Segregation at source is a challenge area and MCGM has achieved limited success despite the implementation of door-to-door collection of waste. “The success of waste management largely depends on public awareness of giving away waste only to the Corporation workers or discarding it at designated collection bins and adherence to waste segregation as per the guidelines.”
Even though the whole of Greater Mumbai has been covered under the door-to-door collection plan, segregation at source is still a distant dream. “Seven different routes have been identified for garbage collection. Dry garbage, wet garbage, silt and debris, market waste and slaughter house waste are collected and processed separately.”
The daily transportation of waste is carried out in two shifts with an average number of 1,000 to 1,354 trips per day. “Dumpers and trucks are being slowly replaced with compactors and wheelie bins which can automatically be attached to the compactors at the time of collection thus reducing manual intervention for transferring garbage.”
Mechanization of waste collection and transportation follows the mandate set by MSW rules, 2000.
MCGM enforced segregation in 1997 through the Advance Locality Management (ALM) and Slum Adoption Programmes (SAP) in 2002. The attempts were unsuccessful but they left good imprints over the current waste management programme.
“The Corporation now has over 11 structured private centres and additional open segregation centres that allow recycling of around two tonnes of waste per ward. For dry waste, more than 20 sorting centres operated by NGOs sort the waste and send it to specific material recyclers.

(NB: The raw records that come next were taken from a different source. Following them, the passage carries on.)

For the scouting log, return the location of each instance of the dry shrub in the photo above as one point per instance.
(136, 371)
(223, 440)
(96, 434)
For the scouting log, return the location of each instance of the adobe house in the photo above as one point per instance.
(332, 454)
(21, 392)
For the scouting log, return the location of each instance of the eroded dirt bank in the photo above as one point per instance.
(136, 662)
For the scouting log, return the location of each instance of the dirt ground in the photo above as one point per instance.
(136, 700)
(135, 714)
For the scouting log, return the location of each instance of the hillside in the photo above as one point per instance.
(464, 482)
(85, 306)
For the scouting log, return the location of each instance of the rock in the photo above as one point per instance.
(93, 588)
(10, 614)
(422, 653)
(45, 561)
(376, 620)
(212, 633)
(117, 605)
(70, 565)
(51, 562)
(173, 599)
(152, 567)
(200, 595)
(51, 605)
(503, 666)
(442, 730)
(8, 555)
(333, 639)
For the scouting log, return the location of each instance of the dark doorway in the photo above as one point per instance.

“In fact, recycling begins at the household level, where valuable materials are removed. The process continues with rag-pickers further removing remaining valuable materials from the dumped waste. This kind of recycling reduces the volume of waste the Corporation has to handle.”
In the present scenario, most of the garbage gets dumped in landfills that are usually located in densely populated areas. In order to reduce the odour and health nuisances stemming from the landfill, MCGM engages tractors mounted with spraying equipment to spray water mixed with eco-friendly disinfectants in the landfills. Since dumping grounds have productive/carrying capacity, MCGM keeps looking for augmenting the disposal capacity by a combination of acquiring new sites and employing better technology so as to minimize the amount of waste reaching landfills. MCGM is also currently working on evaluating different technologies including recycling and disposal methods to optimize the available land for disposal and also recover recyclable waste as much as possible from the garbage.

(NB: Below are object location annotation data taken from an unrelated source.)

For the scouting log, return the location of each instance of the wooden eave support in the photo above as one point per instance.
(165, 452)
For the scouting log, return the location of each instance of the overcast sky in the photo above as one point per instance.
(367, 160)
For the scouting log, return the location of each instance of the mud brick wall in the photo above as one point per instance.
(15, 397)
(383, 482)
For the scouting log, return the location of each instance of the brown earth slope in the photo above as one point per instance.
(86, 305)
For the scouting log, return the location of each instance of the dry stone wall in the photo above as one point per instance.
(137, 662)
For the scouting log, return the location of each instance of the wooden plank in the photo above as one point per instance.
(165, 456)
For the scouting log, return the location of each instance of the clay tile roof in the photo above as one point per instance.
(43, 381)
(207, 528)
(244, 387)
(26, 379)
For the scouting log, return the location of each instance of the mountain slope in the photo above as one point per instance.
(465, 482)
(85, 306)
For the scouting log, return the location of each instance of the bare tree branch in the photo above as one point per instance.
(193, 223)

“Most of the waste processing plants in the city make use of composting technology along with the usage of bio-reactors. New technology like bio-methane generation is being introduced sparingly; there are plans to construct a plant in Mulund and three more in the city. A company has already been identified that will turn organic waste into pellets and debris which are being used to fill the lands in preparation of construction of the bio-reactors.”
The major hurdles in establishing waste processing plants are the lack of land and availability of advanced technology in waste treatment processes.

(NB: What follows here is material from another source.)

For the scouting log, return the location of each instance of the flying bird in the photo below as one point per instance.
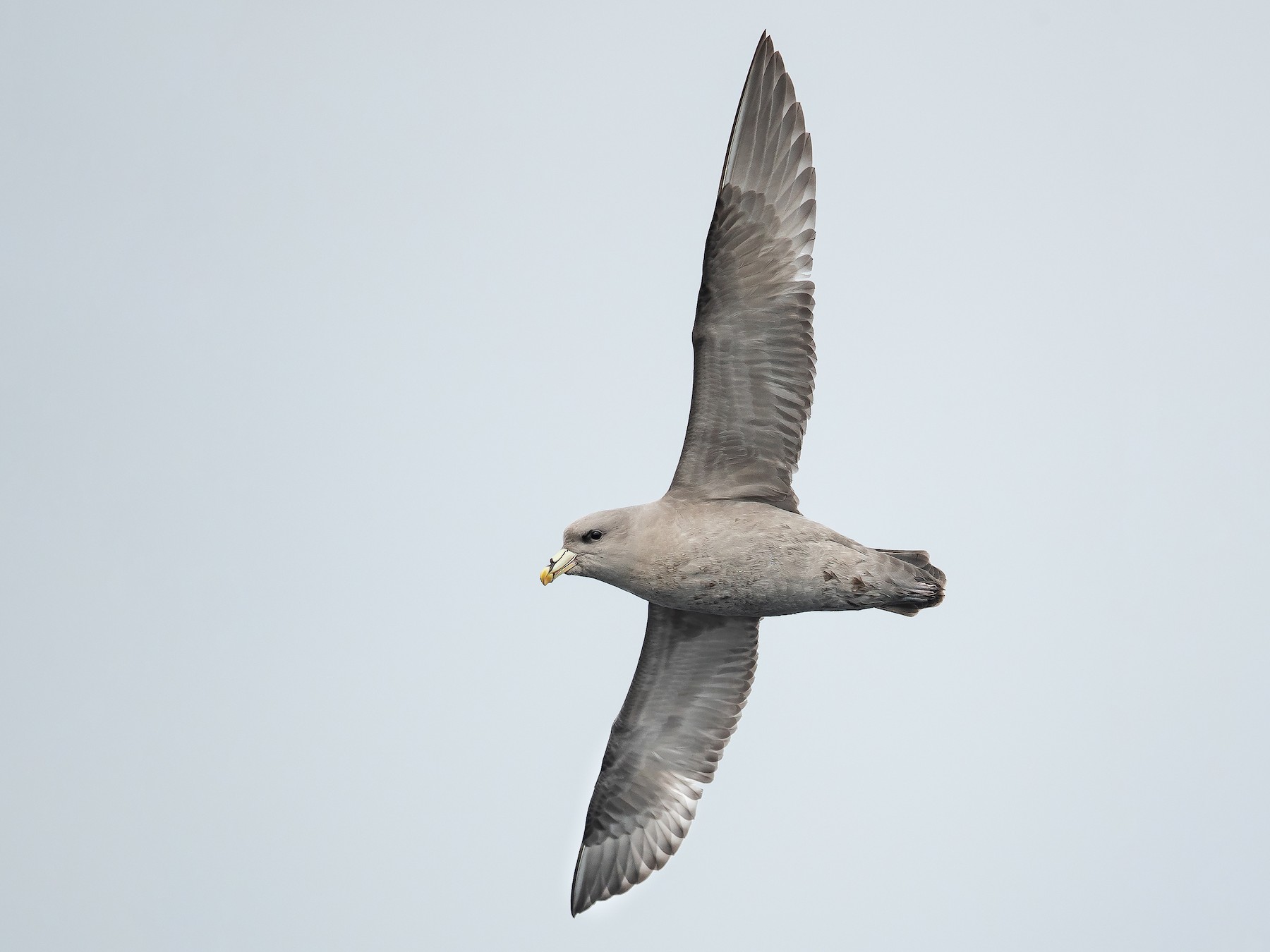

Many big commercial establishments are expected to dispose off their own waste. There are seven bio-gas plants in the city that have been set up by Mahindra & Mahindra, Tata Power, Bharat Petroleum etc., to treat wet waste that is generated by their facilities reducing the amount of waste the Corporation has to handle. Organizations disposing off their own waste will greatly reduce the waste landing in the dumping site. These organizations are legally bound and monitored by MPCB.
Private operators have been working in tandem with the Solid Waste Management Department of MCGM for collection and transportation of waste. ‘Mumbai Swachatha Programme’ has been implemented that covers slum areas, where collection and transportation system have been started. The MCGM has ownership of less than 19% of land, but maintains almost whole of the city, including beaches and highways. Over 2000km of roads in the city are cleaned almost daily by 28,000 workers along with machines which are used to maintain highways.
It is only through the awareness programmes that the public can be engaged to support plans for efficient waste management.
The SWM department receives bad publicity due to overflowing drains and other nuisance pertaining to sewerage facilities in the city. “Only 65% of the city has sewerage coverage; 35% of the sewerage ends up flowing into the sea or backflows on to the roads. The resulting nuisance is not due to solid waste or garbage, but due to sludge. To tackle the sewerage problem, STPs are also being constructed including a project with assistance from the World Bank that would treat black water from drains.”
The total solid waste generation in Greater Mumbai is expected to reach about 10,000MTD by 2025. With the landfills nearing their full capacity, it has become necessary for the Corporation to identify additional disposal sites and adopt technology and mechanisms that ensure substantial reduction in the quantity of waste to be land filled. Prakash Patil feels that it is only through comprehensive and collective efforts of each department of the Corporation can the dream of a clean and healthy Mumbai be realised.